Garg SK, Henry RR, Banks P, Buse JB, Davies MJ, et al.

N Engl J Med. 2017 Sep 13. doi: 10.1056/NEJMoa1708337.

Editorial comment by Vivian Fonseca

Achieving optimal glycemic control in type 1 diabetes remains challenging despite advances in insulins, pumps CGM etc. It is particularly hard to reduce variability in blood glucose from day to day with frequent high and low blood glucose causing patients a lot of distress. The application of knowledge gained from treating type 2 diabetes with new drugs may help alleviate these problems.

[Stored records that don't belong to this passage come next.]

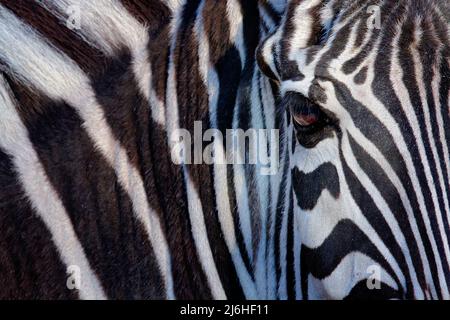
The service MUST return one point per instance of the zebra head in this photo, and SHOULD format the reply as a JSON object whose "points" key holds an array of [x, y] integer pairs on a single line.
{"points": [[367, 86]]}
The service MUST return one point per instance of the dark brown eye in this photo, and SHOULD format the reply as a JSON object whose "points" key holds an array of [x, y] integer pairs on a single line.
{"points": [[310, 122]]}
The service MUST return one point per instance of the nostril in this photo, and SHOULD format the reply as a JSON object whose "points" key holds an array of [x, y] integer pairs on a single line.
{"points": [[306, 119]]}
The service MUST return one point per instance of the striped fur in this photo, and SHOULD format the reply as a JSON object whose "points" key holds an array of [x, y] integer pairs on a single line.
{"points": [[372, 173], [86, 117]]}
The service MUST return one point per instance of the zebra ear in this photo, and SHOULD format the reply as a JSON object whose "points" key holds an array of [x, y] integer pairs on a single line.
{"points": [[265, 56]]}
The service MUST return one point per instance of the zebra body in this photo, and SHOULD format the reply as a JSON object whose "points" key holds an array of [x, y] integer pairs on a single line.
{"points": [[87, 117], [87, 179], [371, 166]]}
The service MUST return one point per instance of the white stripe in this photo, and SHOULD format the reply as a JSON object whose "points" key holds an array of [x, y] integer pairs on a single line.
{"points": [[50, 71], [210, 78], [195, 208], [109, 27], [42, 195], [337, 286]]}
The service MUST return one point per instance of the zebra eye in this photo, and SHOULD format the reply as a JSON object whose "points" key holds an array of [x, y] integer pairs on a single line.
{"points": [[307, 115], [311, 123]]}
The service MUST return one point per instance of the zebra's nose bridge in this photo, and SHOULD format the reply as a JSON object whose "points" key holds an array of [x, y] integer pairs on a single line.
{"points": [[266, 57]]}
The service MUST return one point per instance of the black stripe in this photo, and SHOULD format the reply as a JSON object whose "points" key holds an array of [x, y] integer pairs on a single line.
{"points": [[114, 241], [30, 265]]}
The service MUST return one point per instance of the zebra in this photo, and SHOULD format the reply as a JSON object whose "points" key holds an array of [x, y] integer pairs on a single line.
{"points": [[91, 204], [367, 85]]}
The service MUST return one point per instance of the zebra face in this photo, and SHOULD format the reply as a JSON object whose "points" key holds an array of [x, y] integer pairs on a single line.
{"points": [[367, 86]]}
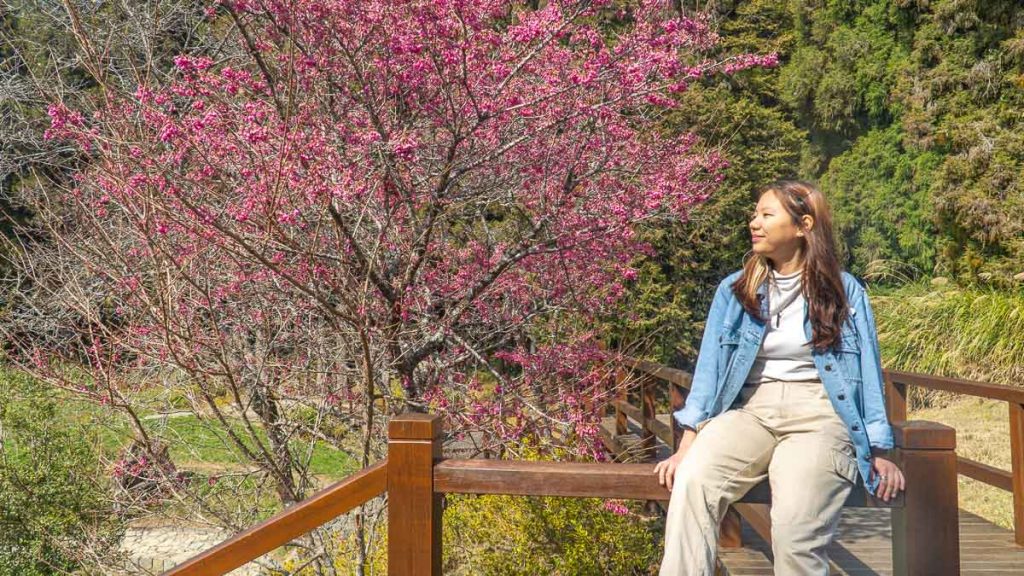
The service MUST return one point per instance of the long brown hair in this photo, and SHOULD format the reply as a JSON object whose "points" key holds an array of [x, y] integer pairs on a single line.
{"points": [[822, 277]]}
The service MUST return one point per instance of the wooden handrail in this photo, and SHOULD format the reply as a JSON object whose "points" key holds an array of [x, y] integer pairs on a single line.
{"points": [[289, 524], [630, 482], [896, 385], [925, 524], [957, 385]]}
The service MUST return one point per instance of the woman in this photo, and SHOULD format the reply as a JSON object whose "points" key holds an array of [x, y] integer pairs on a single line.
{"points": [[787, 386]]}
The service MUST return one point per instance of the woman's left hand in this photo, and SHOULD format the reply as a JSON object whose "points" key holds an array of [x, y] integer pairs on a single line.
{"points": [[891, 480]]}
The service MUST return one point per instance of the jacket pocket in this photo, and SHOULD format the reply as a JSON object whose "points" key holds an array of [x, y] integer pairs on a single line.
{"points": [[845, 463]]}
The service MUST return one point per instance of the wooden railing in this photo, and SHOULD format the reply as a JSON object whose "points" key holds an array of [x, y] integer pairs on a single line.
{"points": [[1011, 481], [654, 376], [416, 478]]}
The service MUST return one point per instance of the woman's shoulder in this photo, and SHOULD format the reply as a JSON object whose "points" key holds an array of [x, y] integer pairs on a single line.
{"points": [[726, 283]]}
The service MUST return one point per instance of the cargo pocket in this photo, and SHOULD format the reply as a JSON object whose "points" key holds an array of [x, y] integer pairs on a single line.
{"points": [[845, 463]]}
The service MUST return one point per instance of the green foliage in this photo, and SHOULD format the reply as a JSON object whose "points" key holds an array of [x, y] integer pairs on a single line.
{"points": [[879, 193], [51, 491], [663, 315], [514, 535], [969, 333]]}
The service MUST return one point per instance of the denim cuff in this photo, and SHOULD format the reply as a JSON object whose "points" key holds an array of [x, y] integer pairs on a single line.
{"points": [[880, 435], [689, 416]]}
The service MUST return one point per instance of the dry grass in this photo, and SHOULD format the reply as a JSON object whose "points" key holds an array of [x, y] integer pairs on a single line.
{"points": [[983, 435]]}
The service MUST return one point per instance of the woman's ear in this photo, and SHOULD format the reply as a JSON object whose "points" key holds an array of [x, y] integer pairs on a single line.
{"points": [[807, 222]]}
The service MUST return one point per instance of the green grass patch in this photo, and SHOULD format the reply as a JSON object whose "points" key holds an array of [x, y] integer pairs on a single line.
{"points": [[982, 435], [206, 441], [973, 334]]}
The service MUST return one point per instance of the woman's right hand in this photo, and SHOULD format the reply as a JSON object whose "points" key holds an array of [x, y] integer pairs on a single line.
{"points": [[666, 469]]}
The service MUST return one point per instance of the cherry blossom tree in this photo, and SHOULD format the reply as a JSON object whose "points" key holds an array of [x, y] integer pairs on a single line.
{"points": [[377, 207]]}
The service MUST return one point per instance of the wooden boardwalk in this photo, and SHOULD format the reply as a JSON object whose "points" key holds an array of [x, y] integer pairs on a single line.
{"points": [[863, 547], [863, 544]]}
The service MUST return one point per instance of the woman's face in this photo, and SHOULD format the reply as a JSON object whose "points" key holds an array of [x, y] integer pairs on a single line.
{"points": [[773, 233]]}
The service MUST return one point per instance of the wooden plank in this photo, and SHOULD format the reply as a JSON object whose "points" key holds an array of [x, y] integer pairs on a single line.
{"points": [[648, 421], [288, 525], [1017, 463], [895, 400], [660, 429], [677, 399], [674, 375], [958, 385], [549, 479], [921, 435], [984, 472], [622, 422], [414, 535], [926, 530]]}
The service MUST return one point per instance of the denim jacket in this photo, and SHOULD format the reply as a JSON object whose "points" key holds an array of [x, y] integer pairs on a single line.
{"points": [[851, 373]]}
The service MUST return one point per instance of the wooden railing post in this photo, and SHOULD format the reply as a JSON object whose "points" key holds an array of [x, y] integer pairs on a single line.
{"points": [[677, 399], [648, 412], [895, 400], [1017, 467], [622, 421], [414, 508], [926, 530]]}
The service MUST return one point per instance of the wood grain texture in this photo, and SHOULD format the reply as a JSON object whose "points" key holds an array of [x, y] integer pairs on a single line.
{"points": [[984, 472], [414, 506], [926, 530], [969, 387], [1017, 463]]}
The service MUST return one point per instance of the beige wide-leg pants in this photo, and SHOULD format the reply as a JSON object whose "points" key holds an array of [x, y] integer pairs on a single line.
{"points": [[787, 432]]}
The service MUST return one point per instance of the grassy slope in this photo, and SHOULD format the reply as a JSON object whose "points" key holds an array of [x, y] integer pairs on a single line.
{"points": [[963, 333]]}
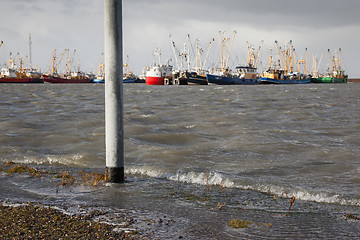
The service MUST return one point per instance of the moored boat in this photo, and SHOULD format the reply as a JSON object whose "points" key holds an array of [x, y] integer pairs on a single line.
{"points": [[335, 73], [288, 72], [157, 74], [66, 79], [10, 75]]}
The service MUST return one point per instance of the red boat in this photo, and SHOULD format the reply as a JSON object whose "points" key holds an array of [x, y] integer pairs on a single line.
{"points": [[53, 79], [21, 80], [157, 74], [11, 75]]}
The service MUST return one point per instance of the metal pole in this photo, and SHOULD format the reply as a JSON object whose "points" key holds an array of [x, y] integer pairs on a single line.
{"points": [[114, 126]]}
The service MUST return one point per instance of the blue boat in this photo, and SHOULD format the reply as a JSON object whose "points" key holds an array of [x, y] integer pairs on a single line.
{"points": [[284, 81], [278, 77], [244, 75], [98, 80]]}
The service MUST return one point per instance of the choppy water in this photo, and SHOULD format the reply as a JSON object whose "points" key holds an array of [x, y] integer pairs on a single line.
{"points": [[248, 143]]}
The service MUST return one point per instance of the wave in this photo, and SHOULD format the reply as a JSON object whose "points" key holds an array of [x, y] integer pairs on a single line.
{"points": [[219, 179]]}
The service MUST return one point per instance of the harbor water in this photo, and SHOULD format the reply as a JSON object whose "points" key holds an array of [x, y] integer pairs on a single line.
{"points": [[198, 155]]}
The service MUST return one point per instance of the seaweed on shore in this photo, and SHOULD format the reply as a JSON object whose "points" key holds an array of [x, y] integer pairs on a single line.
{"points": [[39, 222]]}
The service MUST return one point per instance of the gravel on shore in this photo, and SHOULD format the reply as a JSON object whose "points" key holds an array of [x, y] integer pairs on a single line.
{"points": [[41, 222]]}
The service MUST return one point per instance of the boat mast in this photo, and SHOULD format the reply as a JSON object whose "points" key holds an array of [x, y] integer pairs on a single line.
{"points": [[173, 47], [188, 51], [53, 62], [30, 42], [305, 61], [101, 68], [232, 43], [281, 59], [207, 54], [258, 55], [198, 56], [330, 64]]}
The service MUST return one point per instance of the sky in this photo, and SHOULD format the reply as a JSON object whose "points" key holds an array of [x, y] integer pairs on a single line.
{"points": [[317, 25]]}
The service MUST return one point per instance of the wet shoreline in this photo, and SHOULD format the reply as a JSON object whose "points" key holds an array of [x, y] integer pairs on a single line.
{"points": [[159, 209]]}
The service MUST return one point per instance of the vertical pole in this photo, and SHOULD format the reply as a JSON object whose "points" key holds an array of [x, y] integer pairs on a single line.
{"points": [[114, 126]]}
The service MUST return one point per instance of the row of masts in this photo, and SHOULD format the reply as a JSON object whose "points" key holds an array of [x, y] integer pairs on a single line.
{"points": [[289, 63]]}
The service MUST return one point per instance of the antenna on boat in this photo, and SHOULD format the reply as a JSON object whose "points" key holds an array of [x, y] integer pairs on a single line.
{"points": [[30, 58]]}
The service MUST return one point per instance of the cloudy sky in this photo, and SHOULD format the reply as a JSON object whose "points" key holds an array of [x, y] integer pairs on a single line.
{"points": [[78, 24]]}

SGLT2 inhibitors are approved for treating type 2 diabetes and lower glucose by increasing glycosuria and work independent of insulin secretion / action etc., thus raising the possibility of using the drugs in type 1 diabetes. Small clinical trials have previously demonstrated a benefit with this class. Sotagliflozin is a new drug in this class that also inhibits SGLT1, which is present in the kidney and also the gut. It could therefore increase glycosuria further and decrease glucose absorption in the gut as well – both independent of insulin.

This large clinical trial demonstrates a beneficial effect of the drug in improving glucose control and getting more patients’ A1c below 7 % than with insulin alone. Further addition of the drug led to weight loss and a decrease in blood pressure (both known effects of the class), as well as reduction in hypoglycemia (perhaps due to less insulin use). Thus, the benefits appear very promising. There was, however, an increase in keto acidosis – a problem previously recognized with this class, and some caution is needed with this possible side effect as it may not be always recognized.